Corporate policyholders should carefully consider insurance coverage implications when structuring mergers, acquisitions, or other transactions that may impact available insurance assets. A New Jersey federal court recently granted summary judgment for a surviving bank asserting coverage rights under a D&O policy issued to an entity that dissolved in a statutory merger, based in part on the wording of the parties’ merger agreement structuring the transaction in accordance with the New Jersey Business Corporation Act (“NJBCA”).

In so holding, the court refused to permit the insurer to deny coverage for post-merger defense costs incurred in connection with a pre-merger shareholder class action lawsuit, rejecting the carrier’s argument that the insurer’s duty to defend the original policyholder’s officers and directors extinguished when the policyholder dissolved and merged into the surviving entity.
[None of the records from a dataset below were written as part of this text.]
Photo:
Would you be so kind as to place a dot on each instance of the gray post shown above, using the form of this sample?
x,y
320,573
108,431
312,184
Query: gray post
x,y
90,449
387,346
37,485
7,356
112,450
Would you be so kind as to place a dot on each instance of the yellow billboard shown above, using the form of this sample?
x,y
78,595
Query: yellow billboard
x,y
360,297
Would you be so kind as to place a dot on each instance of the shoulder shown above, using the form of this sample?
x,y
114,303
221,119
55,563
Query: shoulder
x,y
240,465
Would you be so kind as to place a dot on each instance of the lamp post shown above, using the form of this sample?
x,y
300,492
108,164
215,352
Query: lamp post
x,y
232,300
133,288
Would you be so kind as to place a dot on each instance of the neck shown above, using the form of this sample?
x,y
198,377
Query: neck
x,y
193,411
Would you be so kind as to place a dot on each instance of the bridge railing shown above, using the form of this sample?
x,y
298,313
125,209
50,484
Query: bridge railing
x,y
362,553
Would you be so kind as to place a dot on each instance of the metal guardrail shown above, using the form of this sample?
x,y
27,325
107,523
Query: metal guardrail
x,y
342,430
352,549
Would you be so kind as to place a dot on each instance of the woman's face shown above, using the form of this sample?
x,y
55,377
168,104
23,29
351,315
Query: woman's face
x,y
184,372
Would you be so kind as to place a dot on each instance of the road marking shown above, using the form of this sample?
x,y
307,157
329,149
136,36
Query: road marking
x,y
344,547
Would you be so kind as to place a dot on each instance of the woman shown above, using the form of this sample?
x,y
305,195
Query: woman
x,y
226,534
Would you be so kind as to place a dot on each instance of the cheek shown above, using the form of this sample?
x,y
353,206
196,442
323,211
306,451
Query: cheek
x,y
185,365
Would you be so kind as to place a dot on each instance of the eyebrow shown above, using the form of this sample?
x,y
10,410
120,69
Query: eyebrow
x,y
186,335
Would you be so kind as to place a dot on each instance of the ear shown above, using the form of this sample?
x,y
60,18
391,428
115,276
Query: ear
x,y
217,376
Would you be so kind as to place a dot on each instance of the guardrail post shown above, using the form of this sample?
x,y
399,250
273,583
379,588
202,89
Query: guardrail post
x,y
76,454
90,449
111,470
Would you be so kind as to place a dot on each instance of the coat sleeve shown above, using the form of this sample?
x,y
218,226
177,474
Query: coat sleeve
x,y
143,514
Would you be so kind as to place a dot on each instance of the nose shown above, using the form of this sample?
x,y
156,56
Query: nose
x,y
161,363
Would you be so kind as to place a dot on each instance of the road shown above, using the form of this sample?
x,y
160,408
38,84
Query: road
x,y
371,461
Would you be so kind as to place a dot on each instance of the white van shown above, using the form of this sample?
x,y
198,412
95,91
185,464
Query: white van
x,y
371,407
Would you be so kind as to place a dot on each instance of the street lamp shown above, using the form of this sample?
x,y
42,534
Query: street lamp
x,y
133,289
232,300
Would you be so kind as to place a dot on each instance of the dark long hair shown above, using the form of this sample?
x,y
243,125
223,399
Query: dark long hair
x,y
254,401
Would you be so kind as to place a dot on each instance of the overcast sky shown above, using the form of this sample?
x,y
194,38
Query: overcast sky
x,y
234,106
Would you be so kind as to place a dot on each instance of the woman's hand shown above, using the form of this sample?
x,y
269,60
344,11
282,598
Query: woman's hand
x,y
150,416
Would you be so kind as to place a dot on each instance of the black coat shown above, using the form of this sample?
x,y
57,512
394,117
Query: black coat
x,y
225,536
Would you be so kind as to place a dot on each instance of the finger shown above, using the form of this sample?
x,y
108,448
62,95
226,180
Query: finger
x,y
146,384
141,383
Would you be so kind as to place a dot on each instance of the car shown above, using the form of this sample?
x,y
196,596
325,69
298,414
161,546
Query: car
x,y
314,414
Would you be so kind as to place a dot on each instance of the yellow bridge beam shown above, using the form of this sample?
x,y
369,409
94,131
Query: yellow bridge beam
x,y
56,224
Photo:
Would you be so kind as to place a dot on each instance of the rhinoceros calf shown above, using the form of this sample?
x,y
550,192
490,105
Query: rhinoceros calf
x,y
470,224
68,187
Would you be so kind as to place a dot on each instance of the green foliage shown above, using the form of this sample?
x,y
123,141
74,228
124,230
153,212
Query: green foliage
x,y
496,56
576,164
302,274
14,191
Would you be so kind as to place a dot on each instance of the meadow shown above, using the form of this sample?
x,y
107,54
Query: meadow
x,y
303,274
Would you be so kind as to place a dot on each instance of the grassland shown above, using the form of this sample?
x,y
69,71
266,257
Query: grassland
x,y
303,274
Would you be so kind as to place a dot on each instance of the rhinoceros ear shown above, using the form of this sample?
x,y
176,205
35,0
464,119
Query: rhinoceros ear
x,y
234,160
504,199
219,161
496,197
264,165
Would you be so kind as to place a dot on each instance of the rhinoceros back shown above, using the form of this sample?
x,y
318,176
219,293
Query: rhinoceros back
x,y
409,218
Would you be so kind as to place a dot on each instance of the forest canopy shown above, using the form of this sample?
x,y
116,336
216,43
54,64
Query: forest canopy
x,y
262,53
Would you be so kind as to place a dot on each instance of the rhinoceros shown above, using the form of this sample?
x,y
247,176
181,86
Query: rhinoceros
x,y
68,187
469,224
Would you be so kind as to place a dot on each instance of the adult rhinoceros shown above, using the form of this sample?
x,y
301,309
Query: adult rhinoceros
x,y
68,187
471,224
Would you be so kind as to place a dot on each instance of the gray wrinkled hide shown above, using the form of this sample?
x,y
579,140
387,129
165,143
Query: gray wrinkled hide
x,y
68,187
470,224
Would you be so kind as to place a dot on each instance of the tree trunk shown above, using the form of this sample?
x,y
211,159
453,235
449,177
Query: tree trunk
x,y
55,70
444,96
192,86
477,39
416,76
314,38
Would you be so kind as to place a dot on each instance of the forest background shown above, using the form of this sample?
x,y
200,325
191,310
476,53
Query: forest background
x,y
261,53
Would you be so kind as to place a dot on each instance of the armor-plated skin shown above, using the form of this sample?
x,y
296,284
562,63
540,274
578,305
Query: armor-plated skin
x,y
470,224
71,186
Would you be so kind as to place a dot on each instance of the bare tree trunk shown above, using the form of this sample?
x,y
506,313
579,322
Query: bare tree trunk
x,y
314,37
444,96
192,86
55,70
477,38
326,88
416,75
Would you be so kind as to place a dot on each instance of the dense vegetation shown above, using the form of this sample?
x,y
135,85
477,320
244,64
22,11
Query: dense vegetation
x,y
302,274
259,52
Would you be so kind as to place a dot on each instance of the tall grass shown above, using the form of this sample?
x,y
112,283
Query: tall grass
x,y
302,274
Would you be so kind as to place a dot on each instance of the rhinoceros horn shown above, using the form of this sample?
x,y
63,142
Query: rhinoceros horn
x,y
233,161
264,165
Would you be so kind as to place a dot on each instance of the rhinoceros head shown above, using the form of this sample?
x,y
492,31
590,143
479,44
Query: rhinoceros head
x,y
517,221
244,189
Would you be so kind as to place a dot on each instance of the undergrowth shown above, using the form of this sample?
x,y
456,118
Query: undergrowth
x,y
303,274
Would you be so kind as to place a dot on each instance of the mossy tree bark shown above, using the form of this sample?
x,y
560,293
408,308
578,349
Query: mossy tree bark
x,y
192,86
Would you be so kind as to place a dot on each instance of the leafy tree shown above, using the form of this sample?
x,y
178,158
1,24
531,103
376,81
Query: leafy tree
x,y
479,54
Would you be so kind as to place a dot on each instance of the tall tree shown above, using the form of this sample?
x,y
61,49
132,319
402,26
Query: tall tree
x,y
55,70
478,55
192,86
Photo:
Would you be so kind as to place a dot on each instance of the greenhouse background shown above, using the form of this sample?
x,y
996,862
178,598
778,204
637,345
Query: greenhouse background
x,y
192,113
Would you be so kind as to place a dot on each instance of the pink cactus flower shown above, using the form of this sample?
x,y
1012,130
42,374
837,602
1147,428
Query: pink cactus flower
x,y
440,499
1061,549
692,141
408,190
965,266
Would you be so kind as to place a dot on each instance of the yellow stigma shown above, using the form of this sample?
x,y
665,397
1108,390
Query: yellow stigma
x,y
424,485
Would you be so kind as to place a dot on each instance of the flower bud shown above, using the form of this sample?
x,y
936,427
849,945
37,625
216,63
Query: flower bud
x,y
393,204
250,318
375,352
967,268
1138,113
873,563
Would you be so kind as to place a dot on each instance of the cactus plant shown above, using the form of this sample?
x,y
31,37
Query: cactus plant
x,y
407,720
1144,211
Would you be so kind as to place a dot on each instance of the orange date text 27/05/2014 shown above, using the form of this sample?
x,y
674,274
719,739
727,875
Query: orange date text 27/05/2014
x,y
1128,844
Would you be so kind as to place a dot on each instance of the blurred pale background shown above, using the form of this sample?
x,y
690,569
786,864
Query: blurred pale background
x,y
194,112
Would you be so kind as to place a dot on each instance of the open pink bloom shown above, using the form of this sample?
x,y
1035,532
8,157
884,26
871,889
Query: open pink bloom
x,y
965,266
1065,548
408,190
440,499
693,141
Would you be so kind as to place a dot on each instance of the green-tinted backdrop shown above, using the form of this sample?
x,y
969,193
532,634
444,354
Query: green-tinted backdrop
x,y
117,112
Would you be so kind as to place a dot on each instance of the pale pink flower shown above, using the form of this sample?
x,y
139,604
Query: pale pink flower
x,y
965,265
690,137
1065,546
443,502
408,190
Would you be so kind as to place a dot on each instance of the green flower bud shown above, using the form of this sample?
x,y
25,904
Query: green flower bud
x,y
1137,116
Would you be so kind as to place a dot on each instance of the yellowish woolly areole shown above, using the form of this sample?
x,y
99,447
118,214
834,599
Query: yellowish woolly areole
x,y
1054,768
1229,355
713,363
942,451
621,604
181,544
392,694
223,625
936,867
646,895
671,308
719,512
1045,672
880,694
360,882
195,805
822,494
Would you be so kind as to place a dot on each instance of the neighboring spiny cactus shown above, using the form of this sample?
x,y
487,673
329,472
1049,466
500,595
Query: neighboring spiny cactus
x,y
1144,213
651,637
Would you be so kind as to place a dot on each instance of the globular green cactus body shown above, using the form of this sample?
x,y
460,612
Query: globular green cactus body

The court stated that “[u]nder the NJBCA, the surviving corporation of a merger in essence steps into the shoes of the merged entity for the purposes of the merged entity’s rights and liabilities,” including with respect to the merged entity’s insurance policies. Accordingly, the court held that “an insurance contract must contain specific exclusionary language to prevent a transfer of rights to the surviving entity under the NJBCA.” No such exclusion existed in the policy, so the transfer of assets in the merger preserved the surviving entity’s insurance rights. The court’s unpublished opinion, in BCB Bancorp, Inc. v. Progressive Casualty Insurance, No. 13‑1261 (D. N.J. Sept. 18, 2017), can be found here.

The insurance rights of a surviving entity are inherently fact-specific and largely depend on the facts of the underlying claim, the policy language, and the structure of the underlying transaction under applicable state law. Retaining experienced coverage counsel early in the deal process can help maximize insurance assets and mitigate risk of uncovered claims following the transaction.